Often when we communicate verbally or in writing such as e-mail, we don’t pay attention to our intentions, forget our real purpose for communication or use words in a lazy manner. I have taken many communication classes and workshops in my life from interpersonal communications, to broadcast communications to non-violent communication. I have learned about reading between the lines, analyzing news stories critically, and using feeling statements. But there is another thing I have noticed that fouls up our attempts at communication and that is using pronouns ineffectively.
For instance, we use “you” to mean people in general or as communication to a specific person, but we’re not always clear about our intent or purpose of how we use this pronoun. Right now, I’m using the term to refer to anyone reading this post, but if I was speaking in generalizations in an e-mail, and I used the word “you”, the person receiver of the e-mail might think I’m referring directly to him or her. He or she could feel insulted if I use the pronoun, “you” and then mention a negative behavior or description after the pronoun. I see this error in a lot of e-mails I receive from correspondence and I tap into my intuition to see who the writer of the e-mail was addressing. Otherwise, I would feel insulted and defensive.
Another mistake we make when we communicate to others, is that we make assumptions. We assume that the person or group we address shares the same values, religious beliefs, or life experiences with us when they might in fact, not feel comfortable with our stance. We assume they are on board with us as we delve into a controversial topic, until they walk silently or not so silently walk out of the room.
I like how author and speaker Gregg Braden addresses an audience by first introducing his topic, then telling the audience his stance on the topic then politely asking the audience if its okay with the topic. This isn’t just a lesson in humility, but effective communication. Some famous speakers will tell the audience where they’re coming from, why they’re coming from that direction without making apologies, but also not assume that everyone in the room agrees with them, or else. The “my way or the highway” approach doesn’t appeal to people, especially people on the brink of opening up to new ways of thinking.
We all make these mistakes–using “you” collectively which is mistaken for personal or making assumptions about others because we didn’t take the time to check in with them first. Part of the reason for this is we mostly live in our own heads and our perceptions of others are based on our beliefs, which many just don’t share with us. Or we might belong to a group that acts like a click where everyone has agreed informally or formally on a certain set of beliefs. Remember clicks from high school where members were expected to wear certain brands, use certain language (slang mostly) and join in specific activities? Well, many adults haven’t grown past this mentality.
Communicating effectively and with clarity involves focusing on the other person or people in the conversation. We need to listen to them or read their words carefully, while using our intuition to hone in on their energy. If a person is coming from a place of fear he or she won’t be able to hear what you’re saying unless you also speak the language of fear. Likewise, if a person comes from a place of love, they won’t hear or understand the language of fear. They might hang around and express compassion, but they won’t understand or they might run for the hills because fear feels like sandpaper on their skin.
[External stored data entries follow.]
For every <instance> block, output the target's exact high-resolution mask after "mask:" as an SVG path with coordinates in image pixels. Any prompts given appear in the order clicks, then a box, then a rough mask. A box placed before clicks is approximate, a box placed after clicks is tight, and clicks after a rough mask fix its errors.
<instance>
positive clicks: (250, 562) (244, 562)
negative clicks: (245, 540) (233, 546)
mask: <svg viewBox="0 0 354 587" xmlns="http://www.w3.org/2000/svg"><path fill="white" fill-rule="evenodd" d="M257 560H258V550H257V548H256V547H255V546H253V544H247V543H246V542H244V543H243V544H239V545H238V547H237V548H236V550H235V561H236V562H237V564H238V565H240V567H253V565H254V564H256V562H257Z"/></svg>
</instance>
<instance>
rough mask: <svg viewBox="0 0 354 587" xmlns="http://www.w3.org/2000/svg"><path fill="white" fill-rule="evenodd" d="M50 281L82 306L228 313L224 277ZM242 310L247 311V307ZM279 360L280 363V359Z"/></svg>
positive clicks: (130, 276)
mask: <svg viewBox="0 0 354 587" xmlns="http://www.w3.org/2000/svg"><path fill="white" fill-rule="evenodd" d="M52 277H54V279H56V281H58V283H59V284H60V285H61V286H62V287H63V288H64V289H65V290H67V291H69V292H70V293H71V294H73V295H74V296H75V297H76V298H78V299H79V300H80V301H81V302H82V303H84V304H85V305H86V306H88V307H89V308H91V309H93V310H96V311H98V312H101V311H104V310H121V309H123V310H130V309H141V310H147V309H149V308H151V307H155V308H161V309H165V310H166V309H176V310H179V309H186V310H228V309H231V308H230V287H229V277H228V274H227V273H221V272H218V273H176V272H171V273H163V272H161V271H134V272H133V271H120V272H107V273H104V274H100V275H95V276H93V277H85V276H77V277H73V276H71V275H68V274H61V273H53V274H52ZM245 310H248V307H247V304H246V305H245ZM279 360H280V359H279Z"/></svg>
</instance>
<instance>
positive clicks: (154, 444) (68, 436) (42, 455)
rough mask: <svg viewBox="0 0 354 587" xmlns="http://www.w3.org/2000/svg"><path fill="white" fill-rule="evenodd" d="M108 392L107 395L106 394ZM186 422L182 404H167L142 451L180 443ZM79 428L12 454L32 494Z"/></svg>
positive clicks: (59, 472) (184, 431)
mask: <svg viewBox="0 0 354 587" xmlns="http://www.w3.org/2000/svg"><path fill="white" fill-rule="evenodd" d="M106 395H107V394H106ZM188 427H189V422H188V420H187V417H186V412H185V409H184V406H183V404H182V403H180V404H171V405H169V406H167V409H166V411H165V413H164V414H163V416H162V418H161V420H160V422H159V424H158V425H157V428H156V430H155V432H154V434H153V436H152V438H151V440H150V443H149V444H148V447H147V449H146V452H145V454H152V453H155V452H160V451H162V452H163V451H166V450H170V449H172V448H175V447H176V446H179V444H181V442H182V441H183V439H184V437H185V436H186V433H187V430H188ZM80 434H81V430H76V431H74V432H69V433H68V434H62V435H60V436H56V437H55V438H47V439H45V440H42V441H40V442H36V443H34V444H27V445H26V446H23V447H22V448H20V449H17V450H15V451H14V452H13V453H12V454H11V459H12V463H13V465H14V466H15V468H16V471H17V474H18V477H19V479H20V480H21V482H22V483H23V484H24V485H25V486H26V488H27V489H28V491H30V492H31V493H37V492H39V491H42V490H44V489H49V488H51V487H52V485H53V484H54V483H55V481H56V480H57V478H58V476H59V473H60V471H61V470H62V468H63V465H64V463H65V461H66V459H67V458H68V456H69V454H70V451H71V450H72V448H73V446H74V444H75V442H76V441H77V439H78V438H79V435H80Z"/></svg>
Ever tried to approach a wild or even a domestic animal when you’re feeling fearful? The animal will have one of three responses. The first response is they flee. The second response is they feel your fear and mirror it back to you through some sort of defensive behavior because they read your fear as threatening. Or the animal might try to comfort you especially if this is a domestic animal trained to work with a person suffering from a disease or condition as in a therapy animal.
So in developing conscious communication ask yourself three questions:
What is my purpose for this communication?
What is my intention for this communication? (What am I giving to the other person? What do I want from the other person?)
How can I communicate my needs clearly without making assumptions about the other person or projecting my own stuff on to them?
If you can answer in the positive to those questions, then you’re on the right track to communicating with compassion and clarity.